Maraff estendeu sua xícara. “Obrigado,” ele disse, tomando um gole depois de cheio. “É possível que o professor Tivash queira se vingar de mim. Eu sou definitivamente seu melhor aluno. Por que outro motivo ele não me colocou nas aulas avançadas? Lidar com outros calouros é como estar em uma sala cheia de bebês.”

Precisa de foco, leu a nota final de Tivash. Requer motivação adequada para maximizar o potencial.

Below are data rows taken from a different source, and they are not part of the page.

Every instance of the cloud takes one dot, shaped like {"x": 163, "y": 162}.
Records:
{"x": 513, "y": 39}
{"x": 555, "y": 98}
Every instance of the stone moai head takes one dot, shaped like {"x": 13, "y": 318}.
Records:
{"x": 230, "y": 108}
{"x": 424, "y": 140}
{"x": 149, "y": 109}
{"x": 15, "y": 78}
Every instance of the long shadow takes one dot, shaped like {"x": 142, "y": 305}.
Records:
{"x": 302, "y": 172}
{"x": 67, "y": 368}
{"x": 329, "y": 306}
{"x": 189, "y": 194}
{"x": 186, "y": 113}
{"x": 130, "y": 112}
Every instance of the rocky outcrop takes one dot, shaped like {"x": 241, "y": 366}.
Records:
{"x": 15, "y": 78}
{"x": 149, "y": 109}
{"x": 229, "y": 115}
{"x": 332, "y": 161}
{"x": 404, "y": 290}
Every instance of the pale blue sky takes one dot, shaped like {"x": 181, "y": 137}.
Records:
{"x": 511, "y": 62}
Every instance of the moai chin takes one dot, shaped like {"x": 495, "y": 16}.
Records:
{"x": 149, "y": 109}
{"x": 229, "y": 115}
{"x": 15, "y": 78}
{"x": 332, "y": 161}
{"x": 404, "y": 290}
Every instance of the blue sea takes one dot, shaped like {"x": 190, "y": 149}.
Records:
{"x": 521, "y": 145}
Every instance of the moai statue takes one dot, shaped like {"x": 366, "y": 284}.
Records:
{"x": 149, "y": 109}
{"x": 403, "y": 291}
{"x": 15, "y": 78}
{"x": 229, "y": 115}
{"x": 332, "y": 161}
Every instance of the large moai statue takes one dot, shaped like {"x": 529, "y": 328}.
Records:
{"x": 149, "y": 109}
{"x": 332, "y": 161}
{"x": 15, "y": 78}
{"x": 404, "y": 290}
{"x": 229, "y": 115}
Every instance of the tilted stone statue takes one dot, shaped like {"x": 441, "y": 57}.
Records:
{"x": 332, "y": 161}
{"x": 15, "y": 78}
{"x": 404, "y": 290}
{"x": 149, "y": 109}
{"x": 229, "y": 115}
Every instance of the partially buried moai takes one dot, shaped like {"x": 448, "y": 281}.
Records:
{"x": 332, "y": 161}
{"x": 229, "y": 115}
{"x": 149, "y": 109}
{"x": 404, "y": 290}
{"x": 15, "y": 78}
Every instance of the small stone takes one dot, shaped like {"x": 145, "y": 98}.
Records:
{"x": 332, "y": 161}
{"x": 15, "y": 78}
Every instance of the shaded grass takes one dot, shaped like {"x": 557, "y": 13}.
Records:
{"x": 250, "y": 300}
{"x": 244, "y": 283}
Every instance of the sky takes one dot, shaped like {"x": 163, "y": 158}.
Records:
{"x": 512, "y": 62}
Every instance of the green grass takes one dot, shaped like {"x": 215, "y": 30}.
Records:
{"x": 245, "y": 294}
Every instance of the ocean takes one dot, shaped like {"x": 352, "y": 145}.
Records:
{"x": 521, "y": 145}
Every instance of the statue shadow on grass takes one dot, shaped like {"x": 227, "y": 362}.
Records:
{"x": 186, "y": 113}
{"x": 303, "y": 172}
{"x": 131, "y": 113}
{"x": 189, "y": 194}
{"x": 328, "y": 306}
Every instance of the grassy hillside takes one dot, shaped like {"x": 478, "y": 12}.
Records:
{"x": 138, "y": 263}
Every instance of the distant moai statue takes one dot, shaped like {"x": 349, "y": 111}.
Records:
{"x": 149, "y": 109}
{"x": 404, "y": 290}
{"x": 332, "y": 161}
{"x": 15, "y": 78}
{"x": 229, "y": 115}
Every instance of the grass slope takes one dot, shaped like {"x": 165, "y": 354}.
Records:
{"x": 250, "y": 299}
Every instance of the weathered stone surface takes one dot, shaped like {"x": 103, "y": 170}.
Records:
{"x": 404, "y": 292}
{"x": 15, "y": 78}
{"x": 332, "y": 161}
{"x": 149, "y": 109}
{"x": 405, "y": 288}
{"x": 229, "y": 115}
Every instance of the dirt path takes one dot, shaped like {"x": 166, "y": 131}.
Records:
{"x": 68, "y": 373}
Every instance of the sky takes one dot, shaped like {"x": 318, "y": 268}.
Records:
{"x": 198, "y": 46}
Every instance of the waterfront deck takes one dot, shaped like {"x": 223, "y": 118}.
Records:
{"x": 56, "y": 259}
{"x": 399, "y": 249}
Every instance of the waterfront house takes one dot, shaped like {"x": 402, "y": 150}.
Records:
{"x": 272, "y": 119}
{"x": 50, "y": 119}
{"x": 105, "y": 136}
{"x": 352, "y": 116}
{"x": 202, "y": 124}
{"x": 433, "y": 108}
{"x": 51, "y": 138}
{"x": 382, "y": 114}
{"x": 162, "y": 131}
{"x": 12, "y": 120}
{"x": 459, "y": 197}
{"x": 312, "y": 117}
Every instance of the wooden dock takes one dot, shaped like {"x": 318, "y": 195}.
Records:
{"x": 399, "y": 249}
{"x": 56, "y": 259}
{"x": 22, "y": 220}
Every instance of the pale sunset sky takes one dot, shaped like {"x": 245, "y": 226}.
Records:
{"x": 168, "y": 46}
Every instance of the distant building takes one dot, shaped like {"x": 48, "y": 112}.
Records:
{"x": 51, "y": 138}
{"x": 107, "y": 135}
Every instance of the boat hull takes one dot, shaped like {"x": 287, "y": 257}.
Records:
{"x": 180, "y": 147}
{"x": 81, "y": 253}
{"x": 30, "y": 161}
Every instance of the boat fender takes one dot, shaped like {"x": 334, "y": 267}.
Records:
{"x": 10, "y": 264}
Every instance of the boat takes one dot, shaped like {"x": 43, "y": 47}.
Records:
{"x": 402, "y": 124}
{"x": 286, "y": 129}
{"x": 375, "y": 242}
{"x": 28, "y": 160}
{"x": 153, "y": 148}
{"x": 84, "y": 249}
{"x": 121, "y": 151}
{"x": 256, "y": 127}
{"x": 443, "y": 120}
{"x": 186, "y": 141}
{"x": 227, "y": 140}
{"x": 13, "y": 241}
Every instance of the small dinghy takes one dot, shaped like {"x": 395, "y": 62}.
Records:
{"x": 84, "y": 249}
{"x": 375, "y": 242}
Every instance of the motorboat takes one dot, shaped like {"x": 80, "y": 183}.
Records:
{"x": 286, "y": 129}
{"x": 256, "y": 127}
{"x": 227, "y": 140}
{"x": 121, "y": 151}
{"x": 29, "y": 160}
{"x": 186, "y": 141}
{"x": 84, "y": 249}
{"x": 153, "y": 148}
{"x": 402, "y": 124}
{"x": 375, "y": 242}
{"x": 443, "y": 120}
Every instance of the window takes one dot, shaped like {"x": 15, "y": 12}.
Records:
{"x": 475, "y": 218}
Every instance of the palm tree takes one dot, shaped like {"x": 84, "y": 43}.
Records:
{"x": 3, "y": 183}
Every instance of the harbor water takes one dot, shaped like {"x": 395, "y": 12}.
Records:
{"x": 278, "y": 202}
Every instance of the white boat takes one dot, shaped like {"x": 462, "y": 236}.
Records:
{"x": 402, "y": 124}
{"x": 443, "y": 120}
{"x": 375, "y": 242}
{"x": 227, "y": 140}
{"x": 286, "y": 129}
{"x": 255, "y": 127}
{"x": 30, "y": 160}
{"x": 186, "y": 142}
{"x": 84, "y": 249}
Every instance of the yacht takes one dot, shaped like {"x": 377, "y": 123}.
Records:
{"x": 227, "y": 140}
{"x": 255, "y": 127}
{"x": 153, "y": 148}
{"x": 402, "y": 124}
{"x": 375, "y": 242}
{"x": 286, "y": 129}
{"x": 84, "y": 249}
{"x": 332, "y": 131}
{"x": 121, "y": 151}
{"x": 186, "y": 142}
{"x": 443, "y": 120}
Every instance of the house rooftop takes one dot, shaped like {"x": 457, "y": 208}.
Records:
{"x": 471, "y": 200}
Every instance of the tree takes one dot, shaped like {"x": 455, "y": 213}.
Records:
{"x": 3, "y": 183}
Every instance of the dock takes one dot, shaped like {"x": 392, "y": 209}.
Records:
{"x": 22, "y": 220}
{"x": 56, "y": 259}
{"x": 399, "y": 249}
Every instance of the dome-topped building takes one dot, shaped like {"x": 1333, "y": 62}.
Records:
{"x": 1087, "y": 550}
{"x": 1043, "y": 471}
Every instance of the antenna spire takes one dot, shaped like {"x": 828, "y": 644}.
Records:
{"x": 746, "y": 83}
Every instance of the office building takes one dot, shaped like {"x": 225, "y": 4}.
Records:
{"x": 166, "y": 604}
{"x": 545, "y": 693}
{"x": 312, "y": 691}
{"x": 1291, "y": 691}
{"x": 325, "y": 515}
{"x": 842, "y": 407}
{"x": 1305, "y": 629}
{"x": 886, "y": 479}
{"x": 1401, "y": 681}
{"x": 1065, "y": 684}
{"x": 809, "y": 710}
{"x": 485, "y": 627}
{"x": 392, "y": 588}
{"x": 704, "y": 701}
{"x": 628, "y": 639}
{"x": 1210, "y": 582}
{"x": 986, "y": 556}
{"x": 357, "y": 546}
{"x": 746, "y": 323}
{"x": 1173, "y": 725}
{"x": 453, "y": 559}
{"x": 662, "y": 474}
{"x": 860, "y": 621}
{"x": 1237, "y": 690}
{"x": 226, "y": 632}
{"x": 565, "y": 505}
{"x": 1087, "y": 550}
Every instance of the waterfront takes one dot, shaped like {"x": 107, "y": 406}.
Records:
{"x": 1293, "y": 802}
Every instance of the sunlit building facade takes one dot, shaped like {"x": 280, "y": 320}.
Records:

Dina tornou a repor a xícara de Maraff.

“Você tem verdadeiro talento como conselheira,” disse Maraff, engolindo ansiosamente a bebida âmbar. “Magia não é para todos, e meus instintos aguçados me dizem que é melhor você seguir outros caminhos.”

Dina completou a xícara de Maraff uma última vez.

Já está bom, ela pensou.

Aproximadamente três minutos e meio depois, Maraff estava no chão sem mostrar sinais de sua fanfarronice anterior. “Estou morrendo!” ele lamentou.

“Não seja bobo,” disse Dina, de pé ao lado dele enquanto ele procurava os ingredientes. “Aranhas saindo de seus ouvidos dificilmente são mortais.” Ela pensou por um segundo. “A menos que elas sejam venenosas. Elas são venenosas?”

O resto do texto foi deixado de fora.